# Profiling the model evaluation

Within the test suite for `mlgw_bns` the evaluation time for  
a prediction by a trained model is checked thanks to `pytest-benchmark`; 
however one might wish to get more granular information
about which functions are taking the longest to run. 

In order to achieve this, we can make use of the `cProfile` module, combined
with the `snakeviz` visualization tool. 
Both of these dependencies should be installed when running the command
```bash
poetry install
```
without the `--no-dev` option. 

We write a script with the following imports:
```python
from mlgw_bns import Model
from mlgw_bns.model import ParametersWithExtrinsic

import cProfile
import pstats
```

and define a utility function for the profilation of a function's execution:
```python
def profile(func, *args, **kwargs):
    
    with cProfile.Profile() as pr:
        func(*args, **kwargs)
    
    stats = pstats.Stats(pr)
    stats.sort_stats(pstats.SortKey.TIME)
    return stats
```

Now, we are ready to start profiling: 
we need a trained model, which we can obtain as outlined in [](new_model).
Let us call our model `m`.

We also need a set of parameters for the generated waveform: 
an example set is given here.
```python
params = ParametersWithExtrinsic(
    mass_ratio=1.0,
    lambda_1=500,
    lambda_2=50,
    chi_1=0.1,
    chi_2=-0.1,
    distance_mpc=1.0,
    inclination=0.0,
    total_mass=2.8,
)
```

We also need an array of frequencies at which the new waveform will need to be computed:
the standard, FFT-grid frequency set is provided by 
`m.dataset.frequencies_hz`, so we can use this as a baseline. 
Its only issue is that it is very dense, so we can downsample by a certain amount, 
for example defining
```python
frequencies = m.dataset.frequencies_hz[::1024]
```

We are almost ready to profile: 
one issue is the fact that several functions in the 
prediction pipeline are decorated to make use of `numba`'s just-in-time compilation,
or they employ caching, therefore the first run of the prediction function will 
be very slow (on the order of a few seconds) compared to the speed 
the pipeline can achieve. 

To account for this, we need to make a dry run of the prediction function before
profiling it. 
The profilation code will therefore look like:
```python
m.predict(frequencies, params)

stats = profile(m.predict, frequencies, params)
stats.dump_stats('prediction_profile.prof')
```

This will generate a profile file which is not human-readable, 
but it can be nicely visualized with the `snakeviz` utility: 
simply run 
```bash
poetry run snakeviz prediction_profile.prof 
```
from the command line, and a local webpage containing an interactive visualization 
of the execution times of the various internal functions.

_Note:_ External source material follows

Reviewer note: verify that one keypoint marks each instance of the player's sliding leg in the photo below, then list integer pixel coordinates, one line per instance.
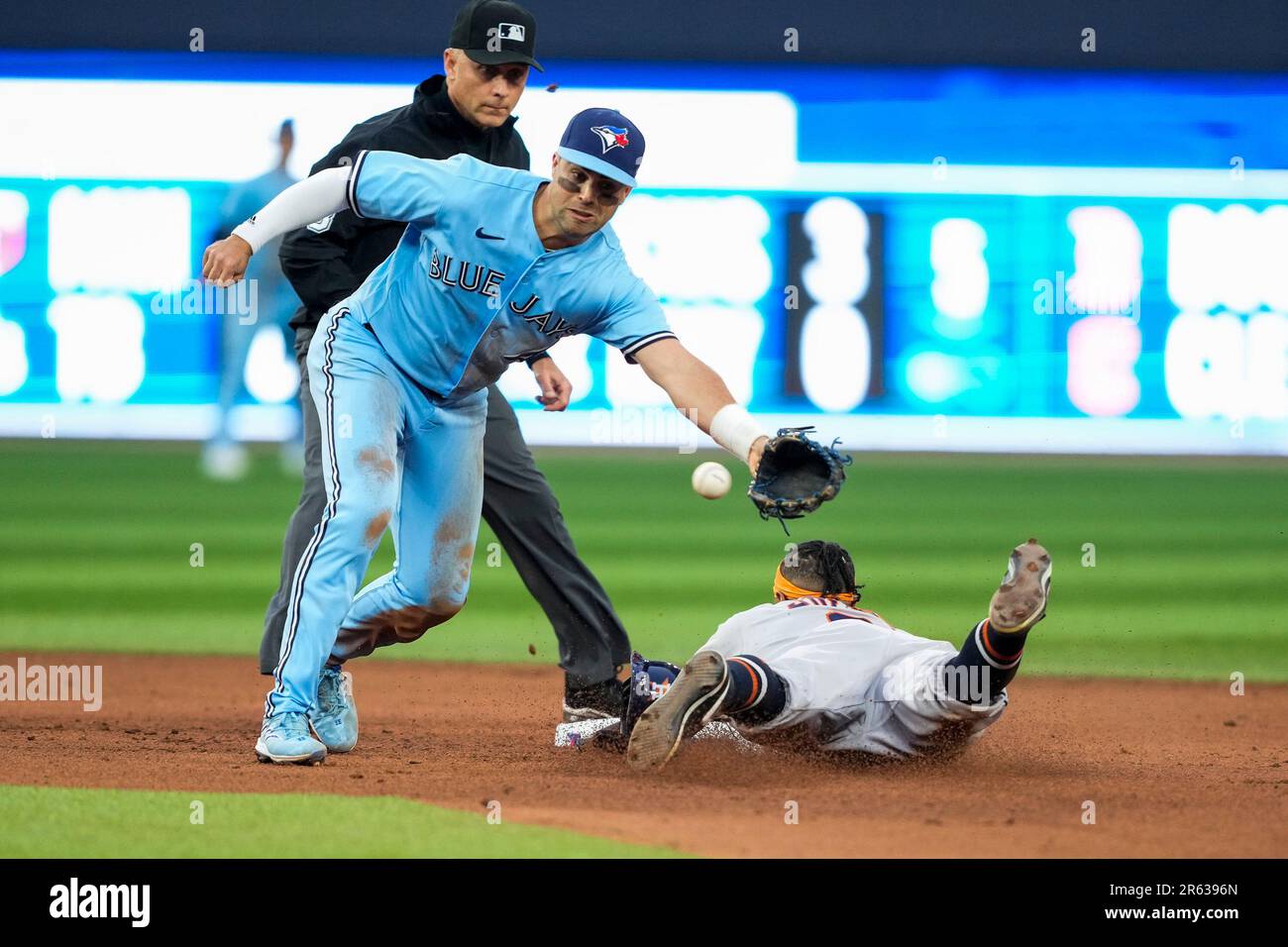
(359, 395)
(743, 688)
(996, 644)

The expected result, if the length of the required frequencies 
is of the order of a few thousands (as is needed, for example, with reduced order quadratures), 
is that: 
- most of the time will be taken by interpolation: the internal function 
    is called `model.cartesian_waveforms_at_frequencies`, which calls 
    `downsampling_interpolation.resample` twice (once for amplitude, once for phase),
    and which in turns calls the scipy low-level functions `splrep` and `splev`;
- some time is taken by the prediction of the waveforms (`model.Model.predict_waveforms_bulk`), of which
  - some time (about half) is taken by the prediction of the residuals with the neural network and PCA:
        `model.Model.predict_residuals_bulk`;
  - some time (about half) is taken by the evaluation of the post-Newtonian amplitude and phase:
        `dataset_generation.Dataset.recompose_residuals`;
- any remaining time required should be comparatively small.